Наташа (перебила). Вы считаете, Владимир Васильевич, что, согласившись поехать к вам, мы с Любашей взяли на себя некоторые обязательства и дали вам некоторые права… Так, что ли?
Глебов (отрывисто). У меня есть дочь Машка. Она еще малыш. Я ее бесконечно люблю. Но при всей моей любви, если я когда-нибудь узнаю, что она провела ночь в обществе мало знакомого ей мужчины, была с ним в ресторане, в театре, поехала к нему на квартиру, — вряд ли я ей поверю, что она…

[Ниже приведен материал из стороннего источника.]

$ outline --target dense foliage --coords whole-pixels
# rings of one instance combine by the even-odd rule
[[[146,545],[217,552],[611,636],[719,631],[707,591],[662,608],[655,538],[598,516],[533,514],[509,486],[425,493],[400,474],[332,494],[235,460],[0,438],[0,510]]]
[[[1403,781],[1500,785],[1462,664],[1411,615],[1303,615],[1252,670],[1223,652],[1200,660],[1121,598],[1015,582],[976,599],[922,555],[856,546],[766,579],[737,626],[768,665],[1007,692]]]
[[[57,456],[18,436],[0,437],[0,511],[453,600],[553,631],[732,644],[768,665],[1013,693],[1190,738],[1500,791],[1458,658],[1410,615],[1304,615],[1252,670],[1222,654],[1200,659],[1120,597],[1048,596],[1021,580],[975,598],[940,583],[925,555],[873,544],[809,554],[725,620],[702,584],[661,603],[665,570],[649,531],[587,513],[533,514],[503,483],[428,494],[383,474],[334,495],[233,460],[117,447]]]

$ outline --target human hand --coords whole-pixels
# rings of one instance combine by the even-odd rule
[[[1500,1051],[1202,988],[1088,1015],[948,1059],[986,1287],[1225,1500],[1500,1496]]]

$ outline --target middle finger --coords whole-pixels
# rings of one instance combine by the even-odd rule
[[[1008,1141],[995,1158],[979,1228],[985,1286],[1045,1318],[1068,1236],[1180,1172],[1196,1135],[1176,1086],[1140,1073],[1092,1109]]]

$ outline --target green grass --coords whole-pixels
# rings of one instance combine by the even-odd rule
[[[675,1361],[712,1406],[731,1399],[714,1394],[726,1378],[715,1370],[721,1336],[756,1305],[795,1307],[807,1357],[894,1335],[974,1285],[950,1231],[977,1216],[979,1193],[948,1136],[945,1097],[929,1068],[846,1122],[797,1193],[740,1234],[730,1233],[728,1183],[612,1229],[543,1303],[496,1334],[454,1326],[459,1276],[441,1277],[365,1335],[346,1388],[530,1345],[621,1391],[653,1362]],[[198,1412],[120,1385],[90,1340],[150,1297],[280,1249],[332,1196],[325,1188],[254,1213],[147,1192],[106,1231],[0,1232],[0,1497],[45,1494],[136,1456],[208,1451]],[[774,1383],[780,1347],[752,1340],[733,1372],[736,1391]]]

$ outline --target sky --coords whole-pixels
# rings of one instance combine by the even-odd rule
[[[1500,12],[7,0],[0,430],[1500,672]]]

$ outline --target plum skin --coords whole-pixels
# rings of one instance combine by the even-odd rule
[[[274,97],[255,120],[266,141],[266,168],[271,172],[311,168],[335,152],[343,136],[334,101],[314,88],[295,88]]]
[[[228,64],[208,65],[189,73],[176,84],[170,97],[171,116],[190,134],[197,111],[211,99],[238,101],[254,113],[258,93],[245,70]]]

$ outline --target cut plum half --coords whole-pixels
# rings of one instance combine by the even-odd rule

Наташа (снова перебила, резко). У вас есть дочь Машка. А у меня нет отца! Меня некому подозревать. И бранить некому. Но ведь меня и не за что бранить! Разве я дурно себя вела? Разве я в чем-то провинилась? Почему человек, с которым я познакомилась на улице, должен непременно оказаться дурным человеком? Почему сразу и заранее я должна подозревать его в грязных мыслях и нечистых намерениях? Вон Любочка знала своего бывшего мужа с детства, а вышла за него замуж — и через полгода сбежала.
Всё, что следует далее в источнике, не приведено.